NASA Reports Cassini Spacecraft Not Affected by Hypothetical Planet 9

Saturn as seen by NASA’s Cassini spacecraft in 2008. Long-term tracking of the spacecraft’s position has revealed no unexplained perturbations in Cassini’s orbit.

According to mission managers and orbit determination experts at NASA’s Jet Propulsion Laboratory, the Cassini Spacecraft is not experiencing unexplained deviations in its orbit around Saturn.

Several recent news stories have reported that a mysterious anomaly in Cassini’s orbit could potentially be explained by the gravitational tug of a theorized massive new planet in our solar system, lurking far beyond the orbit of Neptune. While the proposed planet’s existence may eventually be confirmed by other means, mission navigators have observed no unexplained deviations in the spacecraft’s orbit since its arrival there in 2004.

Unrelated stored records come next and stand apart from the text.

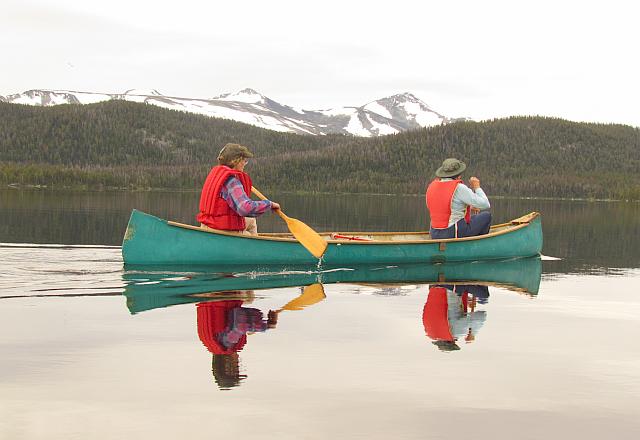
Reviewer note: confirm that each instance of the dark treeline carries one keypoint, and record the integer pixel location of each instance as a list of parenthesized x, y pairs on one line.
[(129, 145)]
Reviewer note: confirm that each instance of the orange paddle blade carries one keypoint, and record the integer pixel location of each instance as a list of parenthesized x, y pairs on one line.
[(307, 237), (311, 295)]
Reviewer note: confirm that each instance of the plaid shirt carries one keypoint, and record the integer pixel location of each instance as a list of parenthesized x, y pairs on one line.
[(233, 193)]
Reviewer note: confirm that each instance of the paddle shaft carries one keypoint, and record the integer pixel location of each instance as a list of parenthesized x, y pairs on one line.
[(310, 239), (262, 197)]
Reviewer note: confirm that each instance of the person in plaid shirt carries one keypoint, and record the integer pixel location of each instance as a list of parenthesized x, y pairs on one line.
[(224, 203)]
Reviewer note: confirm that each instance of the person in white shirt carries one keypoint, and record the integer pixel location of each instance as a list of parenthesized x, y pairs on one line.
[(450, 203)]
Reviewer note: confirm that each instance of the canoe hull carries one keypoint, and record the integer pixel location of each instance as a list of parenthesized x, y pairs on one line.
[(149, 287), (154, 241)]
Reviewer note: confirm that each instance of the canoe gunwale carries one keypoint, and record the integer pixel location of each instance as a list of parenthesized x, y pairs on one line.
[(505, 228)]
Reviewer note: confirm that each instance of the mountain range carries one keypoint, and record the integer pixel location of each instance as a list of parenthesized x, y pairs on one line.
[(389, 115)]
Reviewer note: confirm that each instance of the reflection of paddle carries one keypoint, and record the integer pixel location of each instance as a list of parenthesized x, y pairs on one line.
[(310, 295), (307, 237)]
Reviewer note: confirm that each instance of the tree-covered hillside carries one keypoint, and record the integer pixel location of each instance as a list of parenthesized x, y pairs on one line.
[(121, 144)]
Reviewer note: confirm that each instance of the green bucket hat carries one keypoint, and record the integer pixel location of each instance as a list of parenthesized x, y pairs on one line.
[(451, 167), (231, 152)]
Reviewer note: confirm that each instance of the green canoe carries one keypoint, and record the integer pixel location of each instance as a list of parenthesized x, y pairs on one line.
[(154, 241), (155, 287)]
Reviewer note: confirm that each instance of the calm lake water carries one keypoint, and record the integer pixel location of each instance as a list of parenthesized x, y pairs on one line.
[(516, 349)]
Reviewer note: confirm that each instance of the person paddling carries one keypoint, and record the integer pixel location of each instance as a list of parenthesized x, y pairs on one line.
[(450, 203), (224, 203)]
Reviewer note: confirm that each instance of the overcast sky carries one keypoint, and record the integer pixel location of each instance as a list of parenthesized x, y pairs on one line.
[(577, 60)]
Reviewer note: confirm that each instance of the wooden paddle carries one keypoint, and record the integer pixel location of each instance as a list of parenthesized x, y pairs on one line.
[(307, 237)]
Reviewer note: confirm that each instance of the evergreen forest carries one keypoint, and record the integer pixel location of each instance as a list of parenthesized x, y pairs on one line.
[(127, 145)]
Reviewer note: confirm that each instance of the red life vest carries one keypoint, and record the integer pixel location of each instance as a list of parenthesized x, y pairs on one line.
[(214, 210), (438, 197), (435, 316), (213, 320)]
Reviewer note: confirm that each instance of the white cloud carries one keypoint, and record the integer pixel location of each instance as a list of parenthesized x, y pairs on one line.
[(575, 60)]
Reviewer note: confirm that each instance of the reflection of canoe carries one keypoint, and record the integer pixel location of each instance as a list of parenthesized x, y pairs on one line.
[(149, 289), (151, 240)]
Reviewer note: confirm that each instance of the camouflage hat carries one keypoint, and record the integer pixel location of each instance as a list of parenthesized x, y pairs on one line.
[(450, 168), (230, 152)]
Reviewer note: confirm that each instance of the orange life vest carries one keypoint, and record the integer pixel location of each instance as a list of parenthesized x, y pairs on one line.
[(435, 316), (213, 321), (438, 197), (214, 210)]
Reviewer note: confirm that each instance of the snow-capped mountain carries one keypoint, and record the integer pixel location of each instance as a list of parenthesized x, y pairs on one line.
[(388, 115)]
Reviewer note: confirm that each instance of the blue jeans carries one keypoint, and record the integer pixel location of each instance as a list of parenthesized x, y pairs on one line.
[(478, 225)]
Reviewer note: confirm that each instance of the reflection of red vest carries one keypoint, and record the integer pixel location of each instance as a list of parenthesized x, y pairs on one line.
[(439, 196), (435, 316), (213, 320), (214, 210)]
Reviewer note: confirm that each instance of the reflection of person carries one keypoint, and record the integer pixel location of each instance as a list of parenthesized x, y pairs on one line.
[(450, 203), (450, 314), (224, 203), (222, 328)]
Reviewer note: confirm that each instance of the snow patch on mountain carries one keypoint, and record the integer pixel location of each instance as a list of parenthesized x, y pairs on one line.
[(384, 116)]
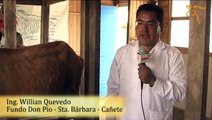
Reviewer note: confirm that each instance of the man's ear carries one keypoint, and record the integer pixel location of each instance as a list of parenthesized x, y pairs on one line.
[(161, 27)]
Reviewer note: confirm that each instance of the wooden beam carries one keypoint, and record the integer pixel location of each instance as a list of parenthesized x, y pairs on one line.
[(35, 2), (198, 61), (90, 51), (10, 23)]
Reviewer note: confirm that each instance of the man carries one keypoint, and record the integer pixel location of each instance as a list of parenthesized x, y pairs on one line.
[(163, 76)]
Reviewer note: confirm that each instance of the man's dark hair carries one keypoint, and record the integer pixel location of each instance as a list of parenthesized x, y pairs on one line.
[(152, 8)]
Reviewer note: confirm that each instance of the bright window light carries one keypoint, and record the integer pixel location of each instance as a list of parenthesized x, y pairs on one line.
[(179, 8), (180, 33)]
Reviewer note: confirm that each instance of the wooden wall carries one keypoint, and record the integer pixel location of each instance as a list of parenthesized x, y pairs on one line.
[(74, 24)]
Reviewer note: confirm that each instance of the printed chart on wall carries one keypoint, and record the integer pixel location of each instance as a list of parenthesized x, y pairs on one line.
[(29, 22)]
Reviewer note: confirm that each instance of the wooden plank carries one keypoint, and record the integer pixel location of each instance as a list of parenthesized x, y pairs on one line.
[(90, 50), (44, 23), (165, 33), (35, 2), (198, 61), (10, 23)]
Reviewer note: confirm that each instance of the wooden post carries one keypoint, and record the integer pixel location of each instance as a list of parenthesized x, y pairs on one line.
[(10, 23), (90, 44), (198, 60), (44, 34)]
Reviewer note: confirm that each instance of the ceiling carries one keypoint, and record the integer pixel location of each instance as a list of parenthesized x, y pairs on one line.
[(36, 2)]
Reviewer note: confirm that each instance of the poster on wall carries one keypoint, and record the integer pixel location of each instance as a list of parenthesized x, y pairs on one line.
[(29, 23)]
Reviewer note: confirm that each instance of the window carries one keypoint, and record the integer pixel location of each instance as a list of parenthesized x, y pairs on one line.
[(180, 25)]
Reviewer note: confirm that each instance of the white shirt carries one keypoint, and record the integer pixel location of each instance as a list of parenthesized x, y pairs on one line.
[(155, 102)]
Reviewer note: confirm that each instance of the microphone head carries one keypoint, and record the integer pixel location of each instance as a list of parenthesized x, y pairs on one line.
[(143, 55)]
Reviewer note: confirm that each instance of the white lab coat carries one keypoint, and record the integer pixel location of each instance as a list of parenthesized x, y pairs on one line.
[(150, 103)]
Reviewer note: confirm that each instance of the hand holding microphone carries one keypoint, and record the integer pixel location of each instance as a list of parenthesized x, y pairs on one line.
[(144, 72)]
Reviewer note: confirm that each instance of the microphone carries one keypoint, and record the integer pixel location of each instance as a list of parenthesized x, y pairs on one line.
[(142, 56)]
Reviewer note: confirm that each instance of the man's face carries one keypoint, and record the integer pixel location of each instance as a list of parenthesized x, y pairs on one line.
[(147, 28)]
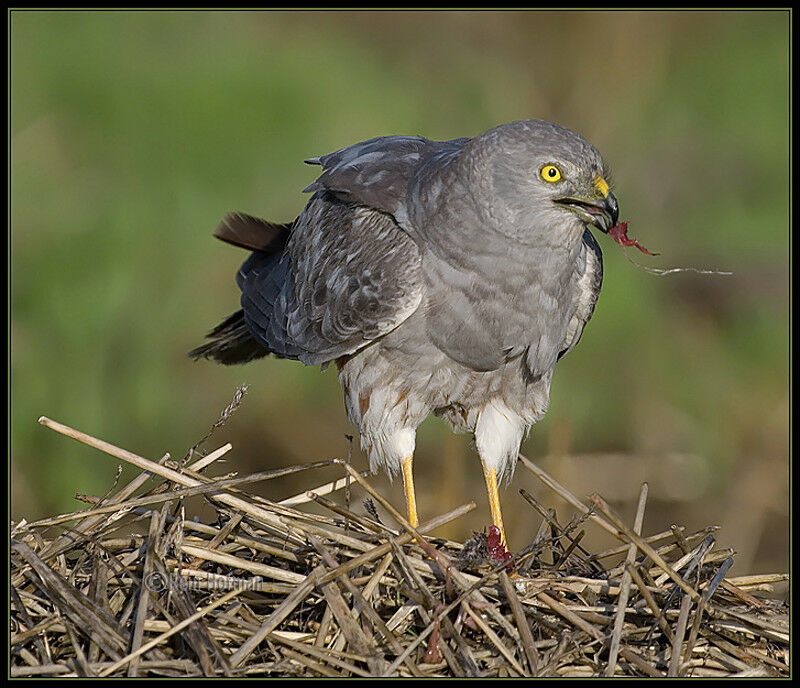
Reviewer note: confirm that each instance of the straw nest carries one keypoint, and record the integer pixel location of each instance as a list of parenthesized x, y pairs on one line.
[(134, 586)]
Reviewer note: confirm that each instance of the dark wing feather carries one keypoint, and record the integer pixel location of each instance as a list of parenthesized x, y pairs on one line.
[(589, 285), (376, 173), (246, 231), (348, 276)]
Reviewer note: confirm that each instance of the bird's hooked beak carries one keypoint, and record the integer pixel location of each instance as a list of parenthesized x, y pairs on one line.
[(600, 210)]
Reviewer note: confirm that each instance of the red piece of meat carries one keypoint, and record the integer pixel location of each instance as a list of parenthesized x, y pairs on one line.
[(619, 233)]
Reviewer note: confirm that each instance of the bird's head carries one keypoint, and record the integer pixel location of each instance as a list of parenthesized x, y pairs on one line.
[(546, 179)]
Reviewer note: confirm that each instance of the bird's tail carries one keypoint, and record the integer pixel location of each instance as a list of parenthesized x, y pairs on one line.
[(230, 342)]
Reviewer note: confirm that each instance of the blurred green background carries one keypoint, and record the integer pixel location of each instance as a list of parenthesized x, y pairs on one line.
[(132, 133)]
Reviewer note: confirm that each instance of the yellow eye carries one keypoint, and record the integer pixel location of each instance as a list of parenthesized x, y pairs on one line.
[(550, 173)]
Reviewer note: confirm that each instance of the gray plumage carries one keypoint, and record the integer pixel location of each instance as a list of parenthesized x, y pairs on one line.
[(441, 277)]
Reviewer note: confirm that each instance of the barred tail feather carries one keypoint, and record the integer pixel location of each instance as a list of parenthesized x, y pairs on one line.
[(230, 343)]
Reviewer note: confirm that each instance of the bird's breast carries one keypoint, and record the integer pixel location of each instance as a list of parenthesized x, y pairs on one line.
[(488, 309)]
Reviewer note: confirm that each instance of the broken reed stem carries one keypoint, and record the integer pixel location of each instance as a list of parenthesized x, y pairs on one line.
[(622, 600), (346, 596)]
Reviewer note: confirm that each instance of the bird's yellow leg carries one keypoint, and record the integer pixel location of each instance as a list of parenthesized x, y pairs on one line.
[(411, 497), (494, 500)]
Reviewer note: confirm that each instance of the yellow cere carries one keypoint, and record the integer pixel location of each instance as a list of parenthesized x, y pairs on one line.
[(550, 173), (601, 185)]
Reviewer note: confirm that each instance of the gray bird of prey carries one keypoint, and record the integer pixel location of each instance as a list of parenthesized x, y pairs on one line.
[(444, 277)]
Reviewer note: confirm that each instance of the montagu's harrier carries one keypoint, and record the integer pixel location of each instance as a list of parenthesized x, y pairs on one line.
[(444, 277)]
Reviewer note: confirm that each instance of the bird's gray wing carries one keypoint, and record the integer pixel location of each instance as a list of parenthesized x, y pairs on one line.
[(589, 284), (348, 276), (376, 173)]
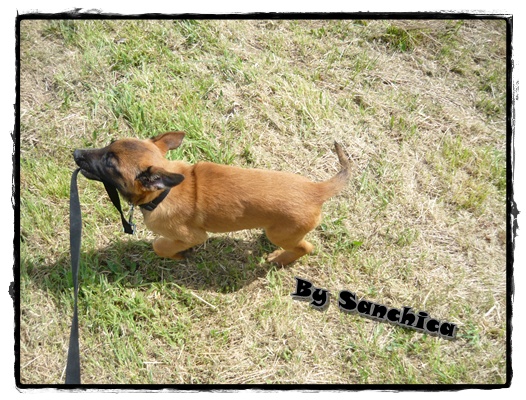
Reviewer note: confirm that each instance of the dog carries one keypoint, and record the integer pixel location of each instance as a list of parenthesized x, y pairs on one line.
[(182, 202)]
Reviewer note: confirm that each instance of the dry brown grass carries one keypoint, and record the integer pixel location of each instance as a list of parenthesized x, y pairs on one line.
[(420, 108)]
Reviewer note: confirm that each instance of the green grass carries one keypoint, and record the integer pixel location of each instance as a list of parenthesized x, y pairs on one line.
[(418, 105)]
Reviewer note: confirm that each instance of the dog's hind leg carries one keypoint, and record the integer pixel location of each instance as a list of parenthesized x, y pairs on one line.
[(293, 243)]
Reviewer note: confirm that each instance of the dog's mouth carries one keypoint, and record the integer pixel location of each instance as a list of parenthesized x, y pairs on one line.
[(89, 175), (85, 169)]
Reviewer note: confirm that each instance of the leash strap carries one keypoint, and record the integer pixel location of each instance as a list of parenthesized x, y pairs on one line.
[(128, 226), (75, 233), (75, 223)]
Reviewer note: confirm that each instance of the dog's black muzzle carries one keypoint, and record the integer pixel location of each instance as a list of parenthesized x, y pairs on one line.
[(88, 167)]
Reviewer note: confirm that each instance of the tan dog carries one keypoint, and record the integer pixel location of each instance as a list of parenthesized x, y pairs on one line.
[(182, 202)]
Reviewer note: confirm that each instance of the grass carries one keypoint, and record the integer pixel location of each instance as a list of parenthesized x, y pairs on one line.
[(419, 106)]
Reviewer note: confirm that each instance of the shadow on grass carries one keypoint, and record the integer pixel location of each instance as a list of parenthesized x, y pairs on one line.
[(222, 264)]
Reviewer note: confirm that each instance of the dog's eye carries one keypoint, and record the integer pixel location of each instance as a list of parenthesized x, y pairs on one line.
[(110, 159)]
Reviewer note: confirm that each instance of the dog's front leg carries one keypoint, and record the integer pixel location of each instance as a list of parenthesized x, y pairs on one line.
[(171, 248)]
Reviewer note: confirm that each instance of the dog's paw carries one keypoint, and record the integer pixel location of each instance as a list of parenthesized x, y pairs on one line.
[(178, 256), (278, 257)]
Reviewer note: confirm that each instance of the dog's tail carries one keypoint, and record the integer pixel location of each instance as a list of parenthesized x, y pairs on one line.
[(334, 185)]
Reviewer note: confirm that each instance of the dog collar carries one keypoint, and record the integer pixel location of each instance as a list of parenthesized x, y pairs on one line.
[(152, 205)]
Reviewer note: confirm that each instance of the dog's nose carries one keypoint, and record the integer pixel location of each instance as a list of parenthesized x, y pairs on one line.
[(77, 154)]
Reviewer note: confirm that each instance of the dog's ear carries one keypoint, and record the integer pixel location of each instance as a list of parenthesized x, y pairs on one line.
[(159, 179), (168, 141)]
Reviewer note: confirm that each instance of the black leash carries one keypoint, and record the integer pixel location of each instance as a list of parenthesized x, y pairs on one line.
[(75, 222), (75, 232)]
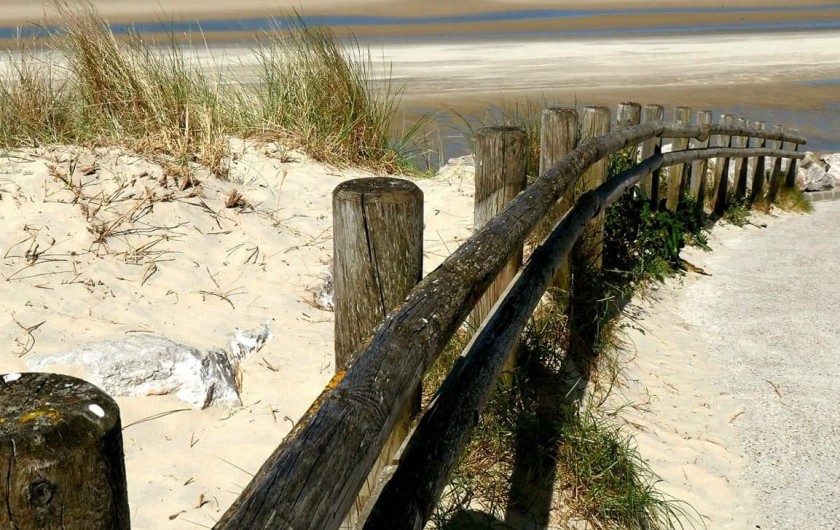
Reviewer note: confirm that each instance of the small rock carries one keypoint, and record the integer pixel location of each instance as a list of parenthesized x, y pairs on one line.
[(833, 163), (146, 365), (814, 178), (323, 293)]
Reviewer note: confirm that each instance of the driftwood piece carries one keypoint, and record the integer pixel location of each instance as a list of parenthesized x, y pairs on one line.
[(61, 455), (312, 478)]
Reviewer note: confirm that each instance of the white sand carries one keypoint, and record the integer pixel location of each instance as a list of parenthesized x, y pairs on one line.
[(189, 465), (735, 377)]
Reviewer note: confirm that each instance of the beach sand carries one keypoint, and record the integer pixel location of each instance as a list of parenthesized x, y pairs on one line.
[(194, 271)]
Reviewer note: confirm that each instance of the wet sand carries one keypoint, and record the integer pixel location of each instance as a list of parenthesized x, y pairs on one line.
[(595, 15)]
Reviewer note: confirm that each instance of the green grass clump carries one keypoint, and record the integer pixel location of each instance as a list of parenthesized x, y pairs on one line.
[(312, 93), (609, 481), (326, 93), (35, 107)]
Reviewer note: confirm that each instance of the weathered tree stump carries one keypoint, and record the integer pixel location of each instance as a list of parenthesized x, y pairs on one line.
[(558, 137), (677, 184), (377, 260), (61, 455), (650, 183)]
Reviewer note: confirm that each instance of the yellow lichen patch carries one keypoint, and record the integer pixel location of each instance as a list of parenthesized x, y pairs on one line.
[(318, 402), (49, 414)]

“An undiscovered planet outside the orbit of Neptune, 10 times the mass of Earth, would affect the orbit of Saturn, not Cassini,” said William Folkner, a planetary scientist at JPL. Folkner develops planetary orbit information used for NASA’s high-precision spacecraft navigation. “This could produce a signature in the measurements of Cassini while in orbit about Saturn if the planet was close enough to the sun. But we do not see any unexplained signature above the level of the measurement noise in Cassini data taken from 2004 to 2016.”

A recent paper predicts that, if data tracking Cassini’s position were available out to the year 2020, they might be used to reveal a “most probable” location for the new planet in its long orbit around the sun. However, Cassini’s mission is planned to end in late 2017, when the spacecraft — too low on fuel to continue on a longer mission — will plunge into Saturn’s atmosphere.

“Although we’d love it if Cassini could help detect a new planet in the solar system, we do not see any perturbations in our orbit that we cannot explain with our current models,” said Earl Maize, Cassini project manager at JPL.

The Cassini-Huygens mission is a cooperative project of NASA, ESA and the Italian Space Agency. JPL, a division of the California Institute of Technology in Pasadena, manages the mission for NASA’s Science Mission Directorate in Washington.

Source: Preston Dyches, Jet Propulsion Laboratory

5 Comments on "Cassini Spacecraft Not Affected by Hypothetical Planet 9"

  1. Scott Powell | April 8, 2016 at 9:54 pm | Reply

    I don’t understand why you would imagine that the lack of conclusive data is considered important at all, but it’s not.

    • Scott Powell | April 8, 2016 at 9:56 pm | Reply

      Don’t mind me… I just think it was phrased a little oddly; I see now it is a refutation, not a proof of nonexistence.

  2. would it be o.k. to all the space fans out there to say it again?CMON,IS THAT DAMN PLANET THERE OR NOT?ARE ALL THE TELESCOPES,COMPUTERS, DEEP SPACE PROBES,NOT DESIGNED TO FIND PLANETS, ASTERIODS, COMETS,PLANETIODS,OR OTHER OBJECTS WITH THE CURRENT TECHNOLOGY AVAILABLE?IT TAKES MORE PATIENCE NOT TO INSULT THE INTELLIGENCE,HOWEVER A REMINDER,GALLILEO OBSERVED JUPITER WITH HIS OWN TELESCOPE,GRANTED WE CAN ALL SEE JUPITER WITH THE NAKED EYE,WE CAN SEE THE OTHER KNOWN PLANETS WITH THE AID OF A TELESCOPE,AND YET NO ONE CAN FIND THIS MYSTERY PLANET WITH EVEN HIGHER TECH EQUIPMENT?PERHAPS IF GALLILEO AND HIS CRUDE TELESCOPE WERE HERE,WE COULD FIND IT,AND HOPEFULLY NOT GET THROWN IN THE BRIG BY THE POPE.

  3. Philip Haberkorn | April 9, 2016 at 10:52 am | Reply

    Nothing – not Cassini’s path, not Saturn’s orbit – be affected by a “hypothetical planet.” Only an actual planet could affect anything. Maybe if they discover a new planet, they can review their Cassini data and discover an anomaly they aren’t looking for now. Only hypothetical anomalies can be “discovered” at this point, but the anomalies would be caused by the hypothetical thinking, not a planet.

  4. Interesting doublespeak. If a unknown were to influence the orbit of a minor moon (a satellite) it would affect/effect the larger body first?
    interesting, I was taught the other, mass, influence, would vector change the least massive objects first. Even if the minor moon were by a substantial gas giant.